As you can see, it contains:

  • your custom message with the description of the expected behaviour;

  • the list of all the events captured by the tracer (with the device name; the attribute name, the attribute value, and the reception time);

  • the query arguments used to search for the event in the tracer (the custom assertion runs a query to find out existing events, so query arguments - i.e., assertion parameters - are printed in the error message);

  • the query start and end time (which are the time limits of the search).

Reading this message you can conclude that the event you were expecting was not found.

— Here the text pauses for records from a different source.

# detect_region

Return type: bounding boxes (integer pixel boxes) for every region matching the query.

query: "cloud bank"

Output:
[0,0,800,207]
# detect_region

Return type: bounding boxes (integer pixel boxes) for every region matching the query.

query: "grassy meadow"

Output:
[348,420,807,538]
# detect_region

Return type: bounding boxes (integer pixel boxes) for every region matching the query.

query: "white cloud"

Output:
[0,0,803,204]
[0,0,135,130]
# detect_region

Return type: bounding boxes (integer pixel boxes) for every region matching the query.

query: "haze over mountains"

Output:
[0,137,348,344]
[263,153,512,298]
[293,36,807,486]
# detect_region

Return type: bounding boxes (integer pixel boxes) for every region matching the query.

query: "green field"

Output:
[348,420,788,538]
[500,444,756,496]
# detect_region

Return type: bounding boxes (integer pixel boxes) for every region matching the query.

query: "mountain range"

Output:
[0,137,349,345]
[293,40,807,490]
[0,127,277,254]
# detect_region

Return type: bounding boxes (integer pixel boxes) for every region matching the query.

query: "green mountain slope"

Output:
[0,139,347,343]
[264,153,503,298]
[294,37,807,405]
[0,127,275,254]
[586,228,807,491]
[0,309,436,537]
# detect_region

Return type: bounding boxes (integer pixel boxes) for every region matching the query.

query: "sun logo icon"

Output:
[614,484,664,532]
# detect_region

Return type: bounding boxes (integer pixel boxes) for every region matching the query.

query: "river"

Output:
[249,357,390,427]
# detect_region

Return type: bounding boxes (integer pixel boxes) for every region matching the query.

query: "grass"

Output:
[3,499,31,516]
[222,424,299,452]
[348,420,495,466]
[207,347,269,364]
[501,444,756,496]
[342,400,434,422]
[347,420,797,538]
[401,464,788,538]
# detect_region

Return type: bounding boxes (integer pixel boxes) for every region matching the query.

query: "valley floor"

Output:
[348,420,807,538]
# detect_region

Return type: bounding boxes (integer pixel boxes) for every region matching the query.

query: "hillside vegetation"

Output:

Inspecting the list of events, you can see that the expected transition to IDLE (value 2) didn’t happen on the device ska_mid/tm_subarray_node/1, but happened on mid-csp/subarray/01. Moreover, if there are any previous “suspicious” events, we can also inspect them to try to understand what happened (e.g., that longrunningcommandresult event on ska_mid/tm_central/central_node with a very long error message as a value is expected or not?).

Typed events

In SKAO projects, we often use enums to represent the state of the devices. For example, in the ska-tmc-mid-integration project, we use the ObsState integer enum to represent the state of the subarray nodes. Unfortunately, by default Tango event data are not typed, so the attribute value when printed as a string is just a number, and it is not very informative.

To address this issue, we provide a mechanism to associate enums types (python Enum) to events, so that when you print them, you can see the value as a human-readable label instead of a number. This is done by passing the a mapping when creating the tracer instance, so that the tracer can use it to convert the attribute values to the corresponding labels.

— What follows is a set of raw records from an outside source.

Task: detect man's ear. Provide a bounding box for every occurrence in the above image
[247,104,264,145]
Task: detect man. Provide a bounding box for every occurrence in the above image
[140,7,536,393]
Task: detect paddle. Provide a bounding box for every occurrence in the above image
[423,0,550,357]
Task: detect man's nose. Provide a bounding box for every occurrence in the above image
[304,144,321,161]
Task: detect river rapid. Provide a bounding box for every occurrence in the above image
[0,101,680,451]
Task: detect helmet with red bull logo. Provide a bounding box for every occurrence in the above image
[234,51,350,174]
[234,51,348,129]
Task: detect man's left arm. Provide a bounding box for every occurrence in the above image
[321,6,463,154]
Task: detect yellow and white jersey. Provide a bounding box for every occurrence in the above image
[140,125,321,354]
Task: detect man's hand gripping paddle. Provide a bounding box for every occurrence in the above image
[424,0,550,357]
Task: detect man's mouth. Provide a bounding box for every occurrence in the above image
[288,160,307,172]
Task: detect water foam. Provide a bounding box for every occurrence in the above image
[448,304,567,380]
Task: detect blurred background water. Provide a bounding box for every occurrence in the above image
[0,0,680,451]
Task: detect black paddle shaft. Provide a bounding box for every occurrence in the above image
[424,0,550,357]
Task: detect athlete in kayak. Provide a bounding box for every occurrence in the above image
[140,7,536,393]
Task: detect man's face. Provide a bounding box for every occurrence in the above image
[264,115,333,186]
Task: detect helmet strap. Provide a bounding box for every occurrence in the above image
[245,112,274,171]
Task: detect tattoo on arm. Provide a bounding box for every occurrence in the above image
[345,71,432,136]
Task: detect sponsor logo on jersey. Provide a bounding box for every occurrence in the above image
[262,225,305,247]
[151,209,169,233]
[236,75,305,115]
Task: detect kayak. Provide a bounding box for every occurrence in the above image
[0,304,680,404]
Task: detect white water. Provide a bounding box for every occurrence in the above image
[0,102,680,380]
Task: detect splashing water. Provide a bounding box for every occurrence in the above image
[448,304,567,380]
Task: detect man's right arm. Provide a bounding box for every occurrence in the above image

The typed subscription will look like this:

import pytest

from ska_control_model import ObsState
from ska_tango_testing.integration import TangoEventTracer

# (where ObsState is an enum like this: )
# class ObsState(Enum):
#     EMPTY = 0
#     RESOURCING = 1
#     IDLE = 2
#     ...

@pytest.fixture
def event_tracer():
    return TangoEventTracer(
        event_enum_mapping={
            "obsState": ObsState
        }
    )

# (rest of the test code)

When an assertion will fail, the error message will contain the human-readable label instead of the number. For example:

E   AssertionError: [Subarray node device (ska_mid/tm_subarray_node/1) is expected to be in IDLE obsState] Expected to find an event matching the predicate within 10 seconds, but none was found.
E
E   Events captured by TANGO_TRACER:
E     ...
E   ReceivedEvent(device_name='mid-csp/subarray/01', attribute_name='obsstate', attribute_value=ObsState.RESOURCING, reception_time=2024-05-15 10:38:11.135468)
E   ReceivedEvent(device_name='mid-csp/subarray/01', attribute_name='obsstate', attribute_value=ObsState.IDLE, reception_time=2024-05-15 10:38:13.136576)
E
E   TANGO_TRACER Query arguments: device_name='ska_mid/tm_subarray_node/1', attribute_name='obsstate', attribute_value=ObsState.IDLE,
E   Query start time: 2024-05-15 10:38:13.140957
E   Query end time: 2024-05-15 10:38:23.141256

NOTE: it’s not necessary to add tango.DevState to event_enum_mapping because it’s already supported by default. In fact, if you try to add it, you will get an error because tango.DevState is not even an Enum.

Logging

A further tool which could help you in debugging is the live-logging system. Other than the tracer, ska_tango_testing.integration provides also a simple event logging utility, based on a TangoEventLogger class.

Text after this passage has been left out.